What You Should Feel
The best way to use this drill is to pay attention to the sensations it creates. If you only copy the positions visually, you may miss the actual purpose. Here are the key feels and checkpoints.
The follow-through should feel like the swing’s organized endpoint
You should feel as though the swing’s major effort and structure happen by the time you reach the braced follow-through. That does not mean the club stops there in a real swing. It means the important body alignments are in place there, and the finish is just the continuation of that motion.
Your shoulders should feel quieter through release
This drill is especially useful if you tend to spin your shoulders through the ball. When done correctly, you should feel less like your trail shoulder is lunging out toward the target line and more like your torso is supporting the release from a stable base.
The chest still rotates, of course, but it should not feel like a frantic spin to manufacture speed after impact.
Your body should feel braced, not stalled
Bracing does not mean freezing. It means your body provides a firm, organized structure so the club can release with control. The lead side should feel supportive. Your core should feel like it is containing and organizing the motion, not just letting everything fling forward uncontrollably.
The club should feel like it pulls you into the finish
This is one of the most important sensations in the drill. Once you arrive at the follow-through hold, the finish should happen because the club has momentum. If you feel like you are using your shoulders to shove the club into the finish, you are doing the opposite of the drill’s intent.

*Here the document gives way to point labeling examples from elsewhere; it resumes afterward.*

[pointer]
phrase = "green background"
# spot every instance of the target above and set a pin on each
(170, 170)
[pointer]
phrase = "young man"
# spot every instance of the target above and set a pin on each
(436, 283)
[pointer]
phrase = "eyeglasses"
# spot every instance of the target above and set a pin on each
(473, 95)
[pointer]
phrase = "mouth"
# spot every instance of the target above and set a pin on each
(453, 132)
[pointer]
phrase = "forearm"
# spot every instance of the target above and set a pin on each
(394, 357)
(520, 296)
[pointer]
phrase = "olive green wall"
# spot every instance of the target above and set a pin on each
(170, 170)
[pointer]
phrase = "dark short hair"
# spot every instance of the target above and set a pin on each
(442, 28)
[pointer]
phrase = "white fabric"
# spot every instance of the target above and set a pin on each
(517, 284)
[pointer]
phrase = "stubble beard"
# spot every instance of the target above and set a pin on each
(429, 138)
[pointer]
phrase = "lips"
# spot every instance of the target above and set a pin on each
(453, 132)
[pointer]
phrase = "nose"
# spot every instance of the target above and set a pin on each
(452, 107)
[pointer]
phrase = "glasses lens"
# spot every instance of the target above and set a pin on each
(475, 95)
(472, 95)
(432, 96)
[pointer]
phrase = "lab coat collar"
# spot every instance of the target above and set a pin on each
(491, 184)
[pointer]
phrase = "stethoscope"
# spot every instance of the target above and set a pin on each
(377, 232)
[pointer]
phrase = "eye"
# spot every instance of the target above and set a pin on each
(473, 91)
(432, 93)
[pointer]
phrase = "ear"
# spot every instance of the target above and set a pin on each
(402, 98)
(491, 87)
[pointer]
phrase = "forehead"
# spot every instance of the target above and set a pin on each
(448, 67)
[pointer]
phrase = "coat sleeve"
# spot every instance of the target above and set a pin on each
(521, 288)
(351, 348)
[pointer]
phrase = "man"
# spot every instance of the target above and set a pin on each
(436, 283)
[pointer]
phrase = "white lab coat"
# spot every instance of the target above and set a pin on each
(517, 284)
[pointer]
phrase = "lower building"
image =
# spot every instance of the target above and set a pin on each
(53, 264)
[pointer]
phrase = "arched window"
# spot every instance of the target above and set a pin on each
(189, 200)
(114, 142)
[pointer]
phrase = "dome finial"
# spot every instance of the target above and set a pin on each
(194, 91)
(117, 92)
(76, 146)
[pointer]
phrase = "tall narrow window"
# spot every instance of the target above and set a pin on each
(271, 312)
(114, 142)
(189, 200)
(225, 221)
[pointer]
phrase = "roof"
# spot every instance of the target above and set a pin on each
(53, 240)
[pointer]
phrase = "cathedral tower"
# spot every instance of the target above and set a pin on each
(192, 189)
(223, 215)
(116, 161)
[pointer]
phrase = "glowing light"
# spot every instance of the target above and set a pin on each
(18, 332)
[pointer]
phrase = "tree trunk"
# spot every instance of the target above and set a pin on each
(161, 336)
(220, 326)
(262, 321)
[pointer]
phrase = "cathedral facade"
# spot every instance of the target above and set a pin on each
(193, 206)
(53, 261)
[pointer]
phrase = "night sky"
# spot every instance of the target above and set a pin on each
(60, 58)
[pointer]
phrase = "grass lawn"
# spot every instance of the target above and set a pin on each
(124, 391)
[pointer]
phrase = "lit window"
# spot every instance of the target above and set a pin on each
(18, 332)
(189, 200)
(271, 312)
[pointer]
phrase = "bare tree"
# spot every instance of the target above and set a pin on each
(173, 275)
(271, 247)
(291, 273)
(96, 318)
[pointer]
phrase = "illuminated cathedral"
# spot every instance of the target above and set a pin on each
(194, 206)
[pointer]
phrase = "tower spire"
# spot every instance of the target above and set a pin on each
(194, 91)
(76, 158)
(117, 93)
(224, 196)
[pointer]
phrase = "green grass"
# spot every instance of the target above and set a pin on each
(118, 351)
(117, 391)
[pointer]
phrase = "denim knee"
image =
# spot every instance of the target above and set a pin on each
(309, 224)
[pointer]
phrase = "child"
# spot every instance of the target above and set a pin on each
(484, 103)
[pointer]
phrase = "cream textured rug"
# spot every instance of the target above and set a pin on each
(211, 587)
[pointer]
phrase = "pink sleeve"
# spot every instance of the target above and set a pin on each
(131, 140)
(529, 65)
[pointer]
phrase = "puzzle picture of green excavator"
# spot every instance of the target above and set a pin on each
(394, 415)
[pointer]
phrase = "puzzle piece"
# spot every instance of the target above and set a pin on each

Your arms should stay more connected and structured
When the shoulders over-spin, the arms often break down. The elbows separate, the club exits poorly, and the release gets chaotic. In this drill, you want to feel that your arms are being delivered by the body’s organization, not thrown independently. That usually creates a cleaner, more connected exit.
Your posture should move toward extension
Golfers who spin too much often stay stuck in flexion and never really get into a better extended through-swing shape. With proper bracing, you should feel more capable of moving into thoracic extension as the swing moves through and up. That helps the finish look more balanced and less cramped.
Common Mistakes to Avoid
- Forcing the finish with your shoulders. If you are trying to “get all the way around” aggressively, you are likely missing the point of the drill.
- Confusing bracing with stopping everything. The body should organize and support the release, not become rigid and dead.
- Holding too late. The key hold is in the earlier through-swing position, not only at the final finish pose.
- Letting the arms collapse. If your elbows fold and the club gets narrow too early, you lose the structure this drill is designed to build.
- Staying bent over too long. If your chest never begins to extend, the release can stay cramped and steep.
- Making the swing too hard too soon. This drill works best when you rehearse it slowly enough to feel the sequence clearly.
- Thinking only about positions. The real goal is understanding what creates those positions: body bracing first, finish second.
- Lunging with the trail shoulder. This often creates the steep, pull-prone, diggy strike pattern the drill is meant to clean up.
How This Fits Your Swing
This drill is not just about making your finish look prettier. It helps solve a chain of related problems that often begin earlier in the downswing.
If you tend to come down with a forward lunge or a shoulder-blade-dominant motion, there is a good chance your through-swing is being driven too much by upper-body spin. That can make the club approach the ball too steeply and create all sorts of compensations: pulls, heavy divots, buckle patterns, arm breakdown, or a finish that looks forced rather than athletic.
By learning to connect bracing to the finish, you start to clean up the entire release pattern. Instead of the upper body trying to manufacture the strike with a hard spin, your body organizes into a more stable through-swing condition. That allows the club to release with more freedom and less chaos.
This is also why the drill pairs well with shorter follow-through training, such as a hit-hard-stop-short style rehearsal. In those drills, you are learning that the important energy of the swing is delivered into a compact, organized release window. The club then continues on because of momentum, not because you are actively throwing your body at it.
In a full swing, that means:
- You can strike the ball with less digging and less pull bias.
- You can maintain better arm structure through the release.
- You can move into a more natural extended finish instead of staying trapped in flexion.
- You can make the finish a result of the swing rather than a forced action.
The bigger picture is that a good golf swing does not race from impact to finish by spinning harder. It organizes itself through impact, braces correctly in the follow-through, and then lets momentum complete the motion. If you can learn that sequence, your release will become cleaner, your contact more predictable, and your finish much more effortless.
So when you practice this drill, do not judge it by how dramatic the finish looks. Judge it by whether the finish feels pulled by the club instead of pushed by your shoulders. That is the connection you are trying to build—and once you feel it, a lot of the swing starts to make more sense.